Хулио Кортасар - Выигрыши
— Вы пойдете стричься? — спросил он. — Тогда пойдемте вместе и, пока будем дожидаться очереди, поболтаем. Я считаю, что парикмахерские — это такой институт, который необходимо культивировать.
— Как жаль, что не существует салона для очищения, — сказал Медрано с иронией.
— Да, очень жаль. Посмотрите на Рестелли, каким франтом он вырядился.
Красный в белую крапинку шейный платок под открытым воротом спортивной рубашки выглядел на докторе Рестелли очень эффектно. Завязавшаяся между ним и доном Гало скорая и решительная дружба скреплялась теперь составлением какого-то списка, в который они то и дело вносили поправки карандашом, взятым у бармена.
Лопес принялся рассказывать о ночной вылазке, предупредив заранее, что рассказывать почти не о чем.
— В результате собачье настроение, желание растоптать всех этих липидов или как они там называются.
— Я все спрашиваю себя, не напрасно ли мы теряем время,…сказал Медрано. — С одной стороны, мне осточертели бесплодные поиски, а с другой — сидеть без действия — значит упускать время. Следует признать, что сторонники статус-кво пока развлекаются лучше нас.
— Однако вы не считаете, что они правы.
— Я лишь анализирую создавшееся положение. Лично мне хотелось бы найти какой-нибудь выход, по, кроме насильственного пути, я ничего не вижу. И все же я не хотел бы портить остальным путешествие, тем более что они, по-видимому, им вполне довольны.
— Пока мы будем лишь выдвигать проблемы… — сказал Лопес с раздражением. — Откровенно говоря, я проснулся сегодня в отвратительном расположении духа и готов взорваться по любому поводу. Но почему я проснулся в скверном настроении? Загадка. Может, из-за печени.
Но печень была здесь ни при чем, если только эта печень не носила рыжих полос.
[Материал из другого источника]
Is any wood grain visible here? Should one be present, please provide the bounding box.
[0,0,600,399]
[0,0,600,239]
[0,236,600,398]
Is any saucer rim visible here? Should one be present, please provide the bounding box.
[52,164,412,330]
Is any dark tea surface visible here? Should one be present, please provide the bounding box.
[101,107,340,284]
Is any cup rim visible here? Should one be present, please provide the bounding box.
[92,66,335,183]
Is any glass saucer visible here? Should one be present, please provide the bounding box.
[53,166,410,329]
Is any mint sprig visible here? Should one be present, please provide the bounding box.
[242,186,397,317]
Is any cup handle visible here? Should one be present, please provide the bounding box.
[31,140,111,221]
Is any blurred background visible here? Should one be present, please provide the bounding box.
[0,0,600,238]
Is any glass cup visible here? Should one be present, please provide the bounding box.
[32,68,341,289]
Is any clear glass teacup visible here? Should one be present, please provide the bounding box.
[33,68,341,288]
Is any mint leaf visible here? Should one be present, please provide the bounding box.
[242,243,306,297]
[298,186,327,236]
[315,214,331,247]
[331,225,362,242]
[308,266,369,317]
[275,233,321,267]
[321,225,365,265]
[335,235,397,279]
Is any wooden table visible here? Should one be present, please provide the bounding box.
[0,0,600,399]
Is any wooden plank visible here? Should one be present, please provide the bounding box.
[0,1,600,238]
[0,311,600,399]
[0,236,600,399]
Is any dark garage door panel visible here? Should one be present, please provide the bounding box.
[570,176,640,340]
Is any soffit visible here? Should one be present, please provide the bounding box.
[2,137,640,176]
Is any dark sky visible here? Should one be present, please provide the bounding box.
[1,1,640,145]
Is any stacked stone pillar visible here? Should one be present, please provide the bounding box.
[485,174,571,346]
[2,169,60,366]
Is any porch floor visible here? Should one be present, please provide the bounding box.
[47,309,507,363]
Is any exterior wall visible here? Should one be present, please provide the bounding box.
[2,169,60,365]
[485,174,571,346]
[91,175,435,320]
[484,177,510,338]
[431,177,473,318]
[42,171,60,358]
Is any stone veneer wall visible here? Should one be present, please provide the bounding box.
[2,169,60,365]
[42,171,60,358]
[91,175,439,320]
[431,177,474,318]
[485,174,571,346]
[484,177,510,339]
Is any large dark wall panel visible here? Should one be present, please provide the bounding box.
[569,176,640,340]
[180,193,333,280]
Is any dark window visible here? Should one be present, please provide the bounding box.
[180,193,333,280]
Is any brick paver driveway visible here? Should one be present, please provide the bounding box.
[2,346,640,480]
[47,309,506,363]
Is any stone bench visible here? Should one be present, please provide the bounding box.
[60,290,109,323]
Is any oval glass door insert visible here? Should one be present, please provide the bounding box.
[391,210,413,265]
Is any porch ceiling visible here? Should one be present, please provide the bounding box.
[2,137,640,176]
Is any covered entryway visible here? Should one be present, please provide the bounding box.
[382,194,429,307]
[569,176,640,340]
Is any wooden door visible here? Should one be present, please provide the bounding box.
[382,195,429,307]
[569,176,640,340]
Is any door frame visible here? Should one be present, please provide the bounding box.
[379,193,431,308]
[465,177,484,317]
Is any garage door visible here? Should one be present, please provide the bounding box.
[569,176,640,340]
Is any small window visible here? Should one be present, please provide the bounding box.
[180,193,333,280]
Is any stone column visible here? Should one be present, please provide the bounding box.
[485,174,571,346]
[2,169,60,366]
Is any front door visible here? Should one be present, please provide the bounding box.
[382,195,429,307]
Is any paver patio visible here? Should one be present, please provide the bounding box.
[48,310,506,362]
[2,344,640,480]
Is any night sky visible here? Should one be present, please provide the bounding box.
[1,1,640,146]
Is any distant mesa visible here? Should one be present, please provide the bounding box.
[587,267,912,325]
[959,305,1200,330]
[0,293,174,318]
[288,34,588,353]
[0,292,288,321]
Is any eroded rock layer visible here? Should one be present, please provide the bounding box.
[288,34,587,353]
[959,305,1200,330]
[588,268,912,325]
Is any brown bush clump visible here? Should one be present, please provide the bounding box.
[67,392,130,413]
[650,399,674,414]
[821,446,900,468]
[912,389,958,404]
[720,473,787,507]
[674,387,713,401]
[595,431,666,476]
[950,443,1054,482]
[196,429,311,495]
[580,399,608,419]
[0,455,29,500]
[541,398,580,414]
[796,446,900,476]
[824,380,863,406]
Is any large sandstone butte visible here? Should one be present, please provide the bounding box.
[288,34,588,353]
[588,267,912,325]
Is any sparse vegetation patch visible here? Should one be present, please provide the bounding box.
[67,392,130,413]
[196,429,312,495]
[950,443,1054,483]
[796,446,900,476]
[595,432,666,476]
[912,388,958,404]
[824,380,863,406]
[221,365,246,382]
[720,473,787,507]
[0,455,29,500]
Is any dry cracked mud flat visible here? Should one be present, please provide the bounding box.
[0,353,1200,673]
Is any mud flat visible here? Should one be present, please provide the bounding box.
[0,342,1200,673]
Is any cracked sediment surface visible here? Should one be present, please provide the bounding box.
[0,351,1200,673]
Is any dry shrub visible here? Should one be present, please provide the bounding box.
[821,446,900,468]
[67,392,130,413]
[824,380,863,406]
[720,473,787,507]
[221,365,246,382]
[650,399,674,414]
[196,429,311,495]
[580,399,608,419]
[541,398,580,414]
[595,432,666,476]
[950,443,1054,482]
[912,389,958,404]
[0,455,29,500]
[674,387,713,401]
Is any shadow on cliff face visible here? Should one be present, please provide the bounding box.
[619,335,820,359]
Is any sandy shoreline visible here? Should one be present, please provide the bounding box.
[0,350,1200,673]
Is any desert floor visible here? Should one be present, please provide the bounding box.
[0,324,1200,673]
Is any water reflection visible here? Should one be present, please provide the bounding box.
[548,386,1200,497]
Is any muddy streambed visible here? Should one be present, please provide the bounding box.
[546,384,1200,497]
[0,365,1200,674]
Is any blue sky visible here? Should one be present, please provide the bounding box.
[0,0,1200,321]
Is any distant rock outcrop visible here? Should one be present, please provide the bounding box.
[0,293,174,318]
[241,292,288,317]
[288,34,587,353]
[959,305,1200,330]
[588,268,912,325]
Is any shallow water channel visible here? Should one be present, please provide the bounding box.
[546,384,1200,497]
И все же он лег спать довольный и уверенный, что все прояснится и сложится благоприятно для него. «А все равно грустно», — подумал он, мрачно глядя в свою пустую чашку.
— Как вы считаете, этот Лусио давно женат? — спросил он неожиданно.
Медрано уставился на него. Лопесу показалось, что он не решается ответить.
— Видите ли, мне не хотелось бы вас обманывать. Но и не хочется, чтобы об этом узнали все. Кажется, официально они числятся молодоженами, но на самом деле им еще предстоит совершить маленькую церемонию в заведении, где пахнет чернилами и старой кожей. Лусио признался мне в этом еще в Буэнос-Айресе, мы иногда встречаемся с ним в университетском клубе на занятиях гимнастикой.
— Вообще меня это не интересует, — сказал Лопес. — Будьте уверены, я сохраню этот секрет, к вящей досаде наших дам, но меня не удивит, если их тонкий нюх… Смотрите, одну уже укачало.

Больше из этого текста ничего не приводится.